2023年7月5日、人文学部心理学科 君塚洋一教授が京都府立福知山高等学校の生徒にオンラインで模擬授業を行いました。同校の5人の生徒たちは、高校の探求学習として自主的に進める「推し」についての研究の参考にしようとこの授業に参加しました。
メディア論や芸術社会学を専門とする君塚教授が話したテーマは、「『推し』のチカラ:推奨コミュニケーションの不思議(マジック)」。
アイドルやアーティストへの「推し活」が世の中に広がる昨今、「推し」はファンに元気を与え、人生を楽しいものにします。授業では、多くのファンを惹きつけるタレントやアーティストたち「推し」の大きな力が、予想以上にいろいろな次元で働いていることを学びました。

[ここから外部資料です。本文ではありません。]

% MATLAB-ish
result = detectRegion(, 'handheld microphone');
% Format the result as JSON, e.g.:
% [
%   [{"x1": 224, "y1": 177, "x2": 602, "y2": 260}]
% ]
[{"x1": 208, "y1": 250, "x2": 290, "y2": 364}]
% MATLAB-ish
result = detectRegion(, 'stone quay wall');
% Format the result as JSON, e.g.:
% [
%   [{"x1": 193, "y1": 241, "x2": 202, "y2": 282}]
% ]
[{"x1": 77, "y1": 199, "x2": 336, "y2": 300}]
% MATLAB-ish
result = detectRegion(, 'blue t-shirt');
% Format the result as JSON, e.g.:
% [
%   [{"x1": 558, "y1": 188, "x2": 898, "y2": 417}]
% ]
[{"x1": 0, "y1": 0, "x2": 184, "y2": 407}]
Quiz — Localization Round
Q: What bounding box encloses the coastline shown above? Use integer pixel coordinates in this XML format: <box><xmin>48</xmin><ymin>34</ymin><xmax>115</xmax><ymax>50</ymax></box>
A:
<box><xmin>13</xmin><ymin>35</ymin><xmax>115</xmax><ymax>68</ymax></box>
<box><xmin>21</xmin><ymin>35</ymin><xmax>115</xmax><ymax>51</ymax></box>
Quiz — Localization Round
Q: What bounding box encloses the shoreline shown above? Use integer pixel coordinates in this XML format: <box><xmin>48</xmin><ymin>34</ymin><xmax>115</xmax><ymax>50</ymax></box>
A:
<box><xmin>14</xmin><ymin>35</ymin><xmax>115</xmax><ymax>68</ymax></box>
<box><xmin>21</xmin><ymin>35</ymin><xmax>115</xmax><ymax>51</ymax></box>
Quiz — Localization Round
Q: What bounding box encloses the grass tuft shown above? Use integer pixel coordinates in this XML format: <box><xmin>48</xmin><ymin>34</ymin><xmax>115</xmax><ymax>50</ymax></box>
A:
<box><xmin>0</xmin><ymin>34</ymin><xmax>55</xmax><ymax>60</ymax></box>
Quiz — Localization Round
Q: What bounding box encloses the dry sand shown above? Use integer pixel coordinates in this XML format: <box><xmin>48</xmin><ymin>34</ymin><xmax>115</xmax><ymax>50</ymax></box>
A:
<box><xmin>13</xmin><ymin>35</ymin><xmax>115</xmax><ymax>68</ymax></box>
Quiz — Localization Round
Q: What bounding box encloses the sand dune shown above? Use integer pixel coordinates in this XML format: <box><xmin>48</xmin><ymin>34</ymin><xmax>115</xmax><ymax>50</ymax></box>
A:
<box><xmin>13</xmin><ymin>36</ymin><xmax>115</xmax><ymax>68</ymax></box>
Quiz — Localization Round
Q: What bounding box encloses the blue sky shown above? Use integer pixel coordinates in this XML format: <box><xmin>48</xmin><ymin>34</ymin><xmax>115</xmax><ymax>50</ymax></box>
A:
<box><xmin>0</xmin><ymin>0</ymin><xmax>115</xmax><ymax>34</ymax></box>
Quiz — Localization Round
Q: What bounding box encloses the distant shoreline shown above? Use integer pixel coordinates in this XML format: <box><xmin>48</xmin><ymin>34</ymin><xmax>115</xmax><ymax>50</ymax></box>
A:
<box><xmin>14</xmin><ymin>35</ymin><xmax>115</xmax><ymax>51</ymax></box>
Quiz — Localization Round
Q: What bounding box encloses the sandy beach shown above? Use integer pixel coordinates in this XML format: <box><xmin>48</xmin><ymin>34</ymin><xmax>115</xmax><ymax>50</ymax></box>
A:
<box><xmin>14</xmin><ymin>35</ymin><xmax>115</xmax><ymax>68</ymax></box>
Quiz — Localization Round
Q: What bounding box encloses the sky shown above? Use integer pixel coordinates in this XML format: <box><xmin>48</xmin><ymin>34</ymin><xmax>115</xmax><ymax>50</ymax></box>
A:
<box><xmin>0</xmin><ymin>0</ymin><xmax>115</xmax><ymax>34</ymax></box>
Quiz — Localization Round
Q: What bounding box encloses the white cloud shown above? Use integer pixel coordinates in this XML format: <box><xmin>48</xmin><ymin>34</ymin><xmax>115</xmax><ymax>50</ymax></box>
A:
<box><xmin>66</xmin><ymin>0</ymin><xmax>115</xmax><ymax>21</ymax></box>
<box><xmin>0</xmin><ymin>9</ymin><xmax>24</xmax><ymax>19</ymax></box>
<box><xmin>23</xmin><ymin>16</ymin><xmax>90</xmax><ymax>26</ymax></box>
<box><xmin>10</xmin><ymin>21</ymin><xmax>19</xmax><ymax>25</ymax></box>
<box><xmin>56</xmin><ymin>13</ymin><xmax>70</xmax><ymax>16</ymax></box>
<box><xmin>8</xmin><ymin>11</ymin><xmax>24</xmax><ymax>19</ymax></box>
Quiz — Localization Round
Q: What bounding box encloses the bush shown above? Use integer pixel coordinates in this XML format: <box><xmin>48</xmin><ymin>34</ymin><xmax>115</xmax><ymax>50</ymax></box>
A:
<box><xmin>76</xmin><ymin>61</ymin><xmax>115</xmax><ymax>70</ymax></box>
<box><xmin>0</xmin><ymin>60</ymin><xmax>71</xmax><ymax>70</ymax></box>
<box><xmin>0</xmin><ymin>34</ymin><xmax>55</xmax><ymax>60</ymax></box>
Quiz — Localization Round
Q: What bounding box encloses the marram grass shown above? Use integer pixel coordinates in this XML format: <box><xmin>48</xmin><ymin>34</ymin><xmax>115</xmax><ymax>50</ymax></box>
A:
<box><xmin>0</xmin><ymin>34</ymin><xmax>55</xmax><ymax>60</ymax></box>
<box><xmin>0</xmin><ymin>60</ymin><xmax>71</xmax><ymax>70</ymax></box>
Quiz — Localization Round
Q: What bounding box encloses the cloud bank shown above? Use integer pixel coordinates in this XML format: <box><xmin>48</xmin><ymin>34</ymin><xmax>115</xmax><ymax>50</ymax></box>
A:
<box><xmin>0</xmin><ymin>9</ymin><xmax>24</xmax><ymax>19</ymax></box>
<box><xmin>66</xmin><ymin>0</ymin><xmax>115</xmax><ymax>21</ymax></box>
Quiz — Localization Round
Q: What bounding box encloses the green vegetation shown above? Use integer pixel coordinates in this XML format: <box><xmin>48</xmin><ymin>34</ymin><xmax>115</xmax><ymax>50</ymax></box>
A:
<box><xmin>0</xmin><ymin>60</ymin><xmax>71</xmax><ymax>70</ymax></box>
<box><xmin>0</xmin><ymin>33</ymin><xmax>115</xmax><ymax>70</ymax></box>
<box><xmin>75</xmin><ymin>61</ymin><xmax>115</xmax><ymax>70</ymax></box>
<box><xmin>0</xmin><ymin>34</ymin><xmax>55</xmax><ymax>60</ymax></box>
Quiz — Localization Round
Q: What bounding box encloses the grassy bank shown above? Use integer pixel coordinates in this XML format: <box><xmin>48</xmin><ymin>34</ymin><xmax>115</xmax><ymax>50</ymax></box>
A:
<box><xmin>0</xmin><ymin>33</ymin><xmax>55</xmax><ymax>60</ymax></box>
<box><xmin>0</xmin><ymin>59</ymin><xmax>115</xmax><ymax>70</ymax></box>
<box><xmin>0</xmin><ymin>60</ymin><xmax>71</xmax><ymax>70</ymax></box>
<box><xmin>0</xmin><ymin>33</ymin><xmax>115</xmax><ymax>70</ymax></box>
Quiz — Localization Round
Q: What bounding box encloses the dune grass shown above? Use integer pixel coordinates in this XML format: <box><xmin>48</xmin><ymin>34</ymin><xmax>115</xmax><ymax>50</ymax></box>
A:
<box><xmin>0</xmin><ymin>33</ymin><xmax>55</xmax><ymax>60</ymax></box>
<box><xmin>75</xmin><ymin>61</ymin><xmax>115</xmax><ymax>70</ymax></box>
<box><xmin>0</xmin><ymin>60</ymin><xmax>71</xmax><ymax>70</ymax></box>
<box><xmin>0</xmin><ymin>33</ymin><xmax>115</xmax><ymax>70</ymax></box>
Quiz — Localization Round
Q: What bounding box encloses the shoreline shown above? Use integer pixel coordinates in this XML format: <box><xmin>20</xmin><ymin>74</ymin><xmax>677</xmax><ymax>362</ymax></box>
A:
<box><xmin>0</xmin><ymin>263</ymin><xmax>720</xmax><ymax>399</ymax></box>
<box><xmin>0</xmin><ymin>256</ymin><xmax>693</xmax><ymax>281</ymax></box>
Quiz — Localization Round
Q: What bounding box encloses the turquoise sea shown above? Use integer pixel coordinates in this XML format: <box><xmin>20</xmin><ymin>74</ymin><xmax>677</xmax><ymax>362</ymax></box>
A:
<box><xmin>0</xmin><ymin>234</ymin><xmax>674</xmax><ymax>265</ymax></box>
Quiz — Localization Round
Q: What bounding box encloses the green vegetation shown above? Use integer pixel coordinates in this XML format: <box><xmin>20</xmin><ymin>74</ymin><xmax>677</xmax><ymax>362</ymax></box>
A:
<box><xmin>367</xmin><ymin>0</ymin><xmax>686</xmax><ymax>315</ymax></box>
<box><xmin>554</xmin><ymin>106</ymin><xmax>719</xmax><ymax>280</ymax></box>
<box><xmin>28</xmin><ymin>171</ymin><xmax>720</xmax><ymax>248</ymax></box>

こうした「推し」の力は、コンテンツや商品の販売、投げ銭など寄付の収集にはもちろん、ファンを増やすためにファン自らが行う「宣伝」という無償の労働や、アーティストとは無関係の商品の消費を促すことにも使われており、このような現象の意味を生徒らと一緒に考えました。
講義と質疑応答の後、推しのイメージカラーがファンによる商品の色彩選択に与える影響の実験など、生徒たちからも探求学習の内容が紹介され、テーマについての質疑と意見交換が行われました。
参加した生徒の感想・意見
- 君塚先生、このたびは大変貴重なお話をありがとうございました。先生の話はどれも興味深いもので、とても勉強になりました。今後の研究の中で再度相談をさせていただくこともあるかもしれませんが、その際はどうぞよろしくお願いします。
- 推しによるものや好意を抱いているものからの印象操作はすごく大きいとわかりました。全く関係のないものでもつながり、悪い印象のものがよい印象に変わるというのは恐ろしいことだとも思いました。